Table 6. ITPDF effect of wells Wei204H51-6 and Wei204H51-7
Well Fracture network length/m Fracture network width/m Number of micro-seismic events Average pressure/
MPa
Wei204H51-6 370 125 58.7 3.8
Wei204H51-67 378 85 30.8

5. Conclusions

The formation of plugging layer in the fracture is affected by the carrier fluid viscosity and displacement, temporary plugging particle size and mass concentration. The greater the carrier fluid viscosity and displacement, the more difficult the formation of the plugging layer. The larger the temporary plugging particle size and concentration, the less difficult the formation of the plugging layer.

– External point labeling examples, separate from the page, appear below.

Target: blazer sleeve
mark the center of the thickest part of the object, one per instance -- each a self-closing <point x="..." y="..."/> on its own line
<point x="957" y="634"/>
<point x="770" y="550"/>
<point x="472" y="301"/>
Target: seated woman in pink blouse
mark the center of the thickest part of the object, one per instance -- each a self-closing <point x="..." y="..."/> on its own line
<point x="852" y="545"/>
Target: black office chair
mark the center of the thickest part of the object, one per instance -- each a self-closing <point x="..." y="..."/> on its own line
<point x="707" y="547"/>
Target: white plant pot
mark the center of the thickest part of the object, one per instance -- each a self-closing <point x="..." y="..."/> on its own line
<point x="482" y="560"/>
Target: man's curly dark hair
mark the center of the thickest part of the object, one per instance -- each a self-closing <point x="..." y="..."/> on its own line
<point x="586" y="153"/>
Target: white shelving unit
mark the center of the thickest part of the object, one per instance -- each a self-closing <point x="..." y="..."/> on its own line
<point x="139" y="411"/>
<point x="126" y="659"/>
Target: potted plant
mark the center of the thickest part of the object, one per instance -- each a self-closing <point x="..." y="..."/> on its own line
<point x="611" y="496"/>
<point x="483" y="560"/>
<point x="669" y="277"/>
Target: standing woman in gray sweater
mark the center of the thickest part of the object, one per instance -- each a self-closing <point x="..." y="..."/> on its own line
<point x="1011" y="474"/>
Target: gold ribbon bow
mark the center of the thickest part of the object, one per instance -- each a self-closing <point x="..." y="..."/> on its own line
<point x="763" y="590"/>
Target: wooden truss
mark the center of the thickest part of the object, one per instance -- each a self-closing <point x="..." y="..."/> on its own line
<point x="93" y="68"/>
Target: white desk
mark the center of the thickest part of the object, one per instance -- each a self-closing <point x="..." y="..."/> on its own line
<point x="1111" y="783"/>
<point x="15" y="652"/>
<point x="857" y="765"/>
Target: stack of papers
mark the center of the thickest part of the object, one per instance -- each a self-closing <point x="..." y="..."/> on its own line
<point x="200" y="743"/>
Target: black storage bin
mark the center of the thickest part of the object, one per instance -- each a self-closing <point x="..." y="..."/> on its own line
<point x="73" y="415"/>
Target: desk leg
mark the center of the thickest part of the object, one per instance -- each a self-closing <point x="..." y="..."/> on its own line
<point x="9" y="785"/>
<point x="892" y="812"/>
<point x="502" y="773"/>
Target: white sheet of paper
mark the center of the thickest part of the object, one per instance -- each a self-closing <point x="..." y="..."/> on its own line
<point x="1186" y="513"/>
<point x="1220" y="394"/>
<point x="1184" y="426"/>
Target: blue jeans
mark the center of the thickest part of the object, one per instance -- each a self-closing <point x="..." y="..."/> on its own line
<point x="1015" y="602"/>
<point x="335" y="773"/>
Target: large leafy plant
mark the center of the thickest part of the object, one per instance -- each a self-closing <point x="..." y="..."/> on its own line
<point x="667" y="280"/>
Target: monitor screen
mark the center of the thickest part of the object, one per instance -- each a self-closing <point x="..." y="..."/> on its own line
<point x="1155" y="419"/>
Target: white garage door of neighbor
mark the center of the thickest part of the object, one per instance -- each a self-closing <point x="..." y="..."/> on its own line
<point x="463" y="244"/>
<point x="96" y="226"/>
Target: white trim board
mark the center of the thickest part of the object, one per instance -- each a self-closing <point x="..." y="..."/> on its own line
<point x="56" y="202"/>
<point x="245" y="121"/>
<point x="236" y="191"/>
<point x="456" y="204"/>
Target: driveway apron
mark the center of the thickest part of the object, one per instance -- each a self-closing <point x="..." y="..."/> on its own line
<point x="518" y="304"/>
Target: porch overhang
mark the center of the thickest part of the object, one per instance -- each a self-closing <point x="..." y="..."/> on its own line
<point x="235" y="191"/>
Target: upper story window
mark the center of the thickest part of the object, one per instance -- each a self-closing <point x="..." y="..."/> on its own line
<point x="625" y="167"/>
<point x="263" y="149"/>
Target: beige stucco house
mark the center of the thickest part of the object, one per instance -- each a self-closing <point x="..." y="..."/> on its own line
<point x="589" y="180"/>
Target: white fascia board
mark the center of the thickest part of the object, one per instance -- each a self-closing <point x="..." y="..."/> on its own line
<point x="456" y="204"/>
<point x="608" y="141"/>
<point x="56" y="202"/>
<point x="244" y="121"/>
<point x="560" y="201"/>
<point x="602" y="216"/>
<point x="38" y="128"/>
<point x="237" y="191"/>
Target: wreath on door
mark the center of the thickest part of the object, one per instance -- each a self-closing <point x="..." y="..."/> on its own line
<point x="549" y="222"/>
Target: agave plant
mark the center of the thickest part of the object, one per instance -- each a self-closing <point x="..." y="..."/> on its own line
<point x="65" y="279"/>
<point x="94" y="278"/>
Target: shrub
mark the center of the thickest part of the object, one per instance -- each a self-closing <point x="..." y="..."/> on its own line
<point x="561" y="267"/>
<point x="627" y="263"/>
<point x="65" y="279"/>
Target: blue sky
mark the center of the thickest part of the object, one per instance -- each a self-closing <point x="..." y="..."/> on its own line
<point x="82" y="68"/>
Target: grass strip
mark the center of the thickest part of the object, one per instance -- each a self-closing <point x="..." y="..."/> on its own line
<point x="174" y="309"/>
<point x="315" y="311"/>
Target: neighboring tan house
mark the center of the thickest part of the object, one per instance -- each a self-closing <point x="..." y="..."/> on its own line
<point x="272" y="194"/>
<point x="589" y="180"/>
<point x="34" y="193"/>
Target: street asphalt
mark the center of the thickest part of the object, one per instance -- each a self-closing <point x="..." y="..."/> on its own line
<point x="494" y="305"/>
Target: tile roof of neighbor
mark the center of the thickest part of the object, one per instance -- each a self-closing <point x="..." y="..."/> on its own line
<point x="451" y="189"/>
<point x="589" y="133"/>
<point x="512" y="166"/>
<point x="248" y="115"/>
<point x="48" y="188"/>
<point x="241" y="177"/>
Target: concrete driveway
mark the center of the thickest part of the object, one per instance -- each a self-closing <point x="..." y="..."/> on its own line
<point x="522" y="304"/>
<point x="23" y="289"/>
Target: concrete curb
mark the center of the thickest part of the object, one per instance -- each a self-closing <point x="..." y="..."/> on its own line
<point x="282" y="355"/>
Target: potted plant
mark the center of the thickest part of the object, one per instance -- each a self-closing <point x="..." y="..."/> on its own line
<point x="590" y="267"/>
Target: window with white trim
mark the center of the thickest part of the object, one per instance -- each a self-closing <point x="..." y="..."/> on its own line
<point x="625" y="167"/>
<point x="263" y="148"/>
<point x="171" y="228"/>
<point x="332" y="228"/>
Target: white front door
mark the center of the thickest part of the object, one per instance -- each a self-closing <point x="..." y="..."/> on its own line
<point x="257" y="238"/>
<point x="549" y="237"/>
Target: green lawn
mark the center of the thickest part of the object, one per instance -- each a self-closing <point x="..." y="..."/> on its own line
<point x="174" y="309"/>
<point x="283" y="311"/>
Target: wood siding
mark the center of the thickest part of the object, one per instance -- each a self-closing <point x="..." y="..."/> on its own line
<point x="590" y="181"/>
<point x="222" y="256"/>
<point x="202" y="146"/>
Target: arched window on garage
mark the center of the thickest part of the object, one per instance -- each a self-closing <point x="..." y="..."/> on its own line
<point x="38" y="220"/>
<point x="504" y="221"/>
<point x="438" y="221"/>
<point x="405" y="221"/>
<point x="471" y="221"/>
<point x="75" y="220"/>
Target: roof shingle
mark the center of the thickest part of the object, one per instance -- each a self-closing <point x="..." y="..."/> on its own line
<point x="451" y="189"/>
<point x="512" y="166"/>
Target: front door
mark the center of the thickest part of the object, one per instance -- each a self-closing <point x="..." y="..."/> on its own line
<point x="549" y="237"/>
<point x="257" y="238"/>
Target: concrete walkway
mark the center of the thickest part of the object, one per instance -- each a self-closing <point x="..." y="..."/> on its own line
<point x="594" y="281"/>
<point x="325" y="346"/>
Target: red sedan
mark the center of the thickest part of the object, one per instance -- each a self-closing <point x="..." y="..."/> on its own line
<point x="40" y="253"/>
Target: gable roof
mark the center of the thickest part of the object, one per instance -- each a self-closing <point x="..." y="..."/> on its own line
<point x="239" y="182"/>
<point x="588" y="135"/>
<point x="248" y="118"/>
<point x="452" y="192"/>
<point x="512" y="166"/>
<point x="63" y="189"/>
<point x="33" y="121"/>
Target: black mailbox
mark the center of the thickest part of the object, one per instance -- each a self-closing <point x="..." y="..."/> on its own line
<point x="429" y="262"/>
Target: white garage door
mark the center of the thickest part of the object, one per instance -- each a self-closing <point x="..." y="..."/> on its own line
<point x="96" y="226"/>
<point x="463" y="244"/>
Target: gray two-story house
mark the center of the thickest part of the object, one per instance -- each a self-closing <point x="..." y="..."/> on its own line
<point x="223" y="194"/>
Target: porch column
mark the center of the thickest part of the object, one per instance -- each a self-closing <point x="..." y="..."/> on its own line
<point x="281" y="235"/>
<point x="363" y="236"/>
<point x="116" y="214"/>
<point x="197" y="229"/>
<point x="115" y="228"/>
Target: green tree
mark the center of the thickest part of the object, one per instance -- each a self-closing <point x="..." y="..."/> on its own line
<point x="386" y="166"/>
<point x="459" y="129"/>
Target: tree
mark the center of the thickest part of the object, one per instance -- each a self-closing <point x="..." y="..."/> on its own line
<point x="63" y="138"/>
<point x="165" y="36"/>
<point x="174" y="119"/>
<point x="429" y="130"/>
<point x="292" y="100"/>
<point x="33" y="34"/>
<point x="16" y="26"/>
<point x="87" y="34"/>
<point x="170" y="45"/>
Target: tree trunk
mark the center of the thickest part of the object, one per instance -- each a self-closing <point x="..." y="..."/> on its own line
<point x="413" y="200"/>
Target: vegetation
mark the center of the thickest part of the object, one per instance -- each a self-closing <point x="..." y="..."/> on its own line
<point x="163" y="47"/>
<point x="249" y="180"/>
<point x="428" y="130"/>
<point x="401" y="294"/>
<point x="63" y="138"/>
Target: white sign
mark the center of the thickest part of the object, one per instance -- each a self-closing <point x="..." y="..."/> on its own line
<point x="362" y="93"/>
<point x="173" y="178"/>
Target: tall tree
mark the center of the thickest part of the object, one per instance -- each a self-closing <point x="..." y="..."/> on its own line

The formations of plugging layer by temporary plugging particles with different sizes in fractures with the same width correspond to different construction parameter combinations. When the ratio of particle size to fracture width is 0.45, the formation of plugging layer is mainly controlled by the temporary plugging particle mass concentration and the carrier fluid viscosity. When the temporary plugging particle mass concentration is less than 20 kg/m3 or the carrier fluid viscosity is greater than 3 mPa·s, it is difficult to form a stable plugging layer. When the ratio of particle size to fracture width is 0.60, the formation of plugging layer is mainly controlled by the temporary plugging particle mass concentration, and it is difficult to form stable plugging when the temporary plugging particle mass concentration is less than 10 kg/m3. When the ratio of particle size to fracture width is 0.75, the formation of plugging layer is not affected by other parameters, and a stable plugging layer can be formed within the range of experimental conditions.
The formation process of plugging layer includes two stages and four modes. In the height growth stage of the plugging layer, the rear pressure of the plugging layer is 0 MPa. When the fracture height is blocked completely by temporary plugging particles, the rear pressure of the plugging layer starts to rise. The main controlling factors affecting the formation modes of plugging layer are the ratio of particle size to fracture width, carrier fluid displacement and carrier fluid viscosity.